Os juristas pedem que a tal “propaganda de processos para alterar a ordem pública” só seja punida quando trouxer perigo real às instituições democráticas. Isso protegeria a liberdade de expressão: não basta falar sobre golpe ou revolução, é preciso agir e incitar pessoas a concretizá-los.

Essa, na verdade, é uma interpretação do artigo 22 consagrada no STF. Já escrevi sobre isso neste espaço. Ao longo dos anos, o tribunal estabeleceu na jurisprudência que apenas

lesões reais ou potenciais à segurança nacional e à ordem política podem ser enquadradas na LSN. Neste momento, portanto, a tarefa seria tornar essa interpretação mais explícita.

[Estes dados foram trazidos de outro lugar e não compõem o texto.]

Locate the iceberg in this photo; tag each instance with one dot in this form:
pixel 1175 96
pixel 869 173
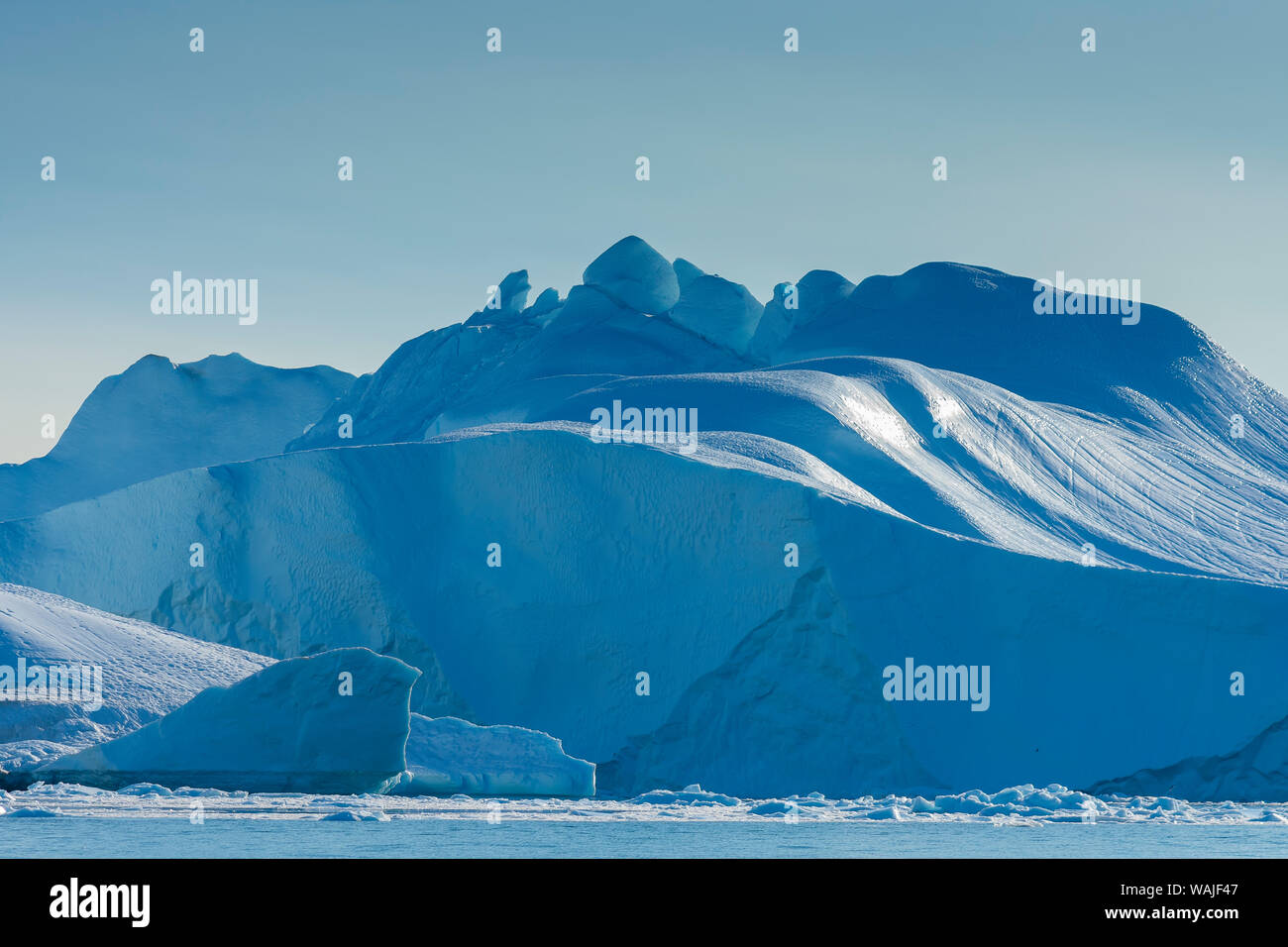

O caso do artigo 26 é diferente. Os juristas sugerem que ele seja cortado da lei, pois “inverte a relação de primazia do institucional sobre o pessoal”, ou seja, põe a preocupação com a honra dos agentes públicos acima da preocupação com o funcionamento das instituições.

O ministro da Justiça André Mendonça vem usando o artigo 26 a torto e a direito contra críticos de Bolsonaro. Chargistas, colunistas de jornal, influenciadores digitais, comentaristas de rádio – é grande a lista de pessoas que usaram palavras fortes contra o presidente e por isso respondem a um processo com base na LSN. Esse é um fato novo. Nenhum outro governo, desde 1988, havia agido dessa forma.

É uma aberração. Qualquer brasileiro que entender que foi alvo de calúnia ou difamação pode abrir um processo com base no Código Penal. Isso vale também para o presidente, e deveria bastar. Mobilizar o Ministério da Justiça contra críticos e ameaçá-los com uma pena de prisão mais dura que a da legislação comum é tentativa de intimidação. Não há outro nome.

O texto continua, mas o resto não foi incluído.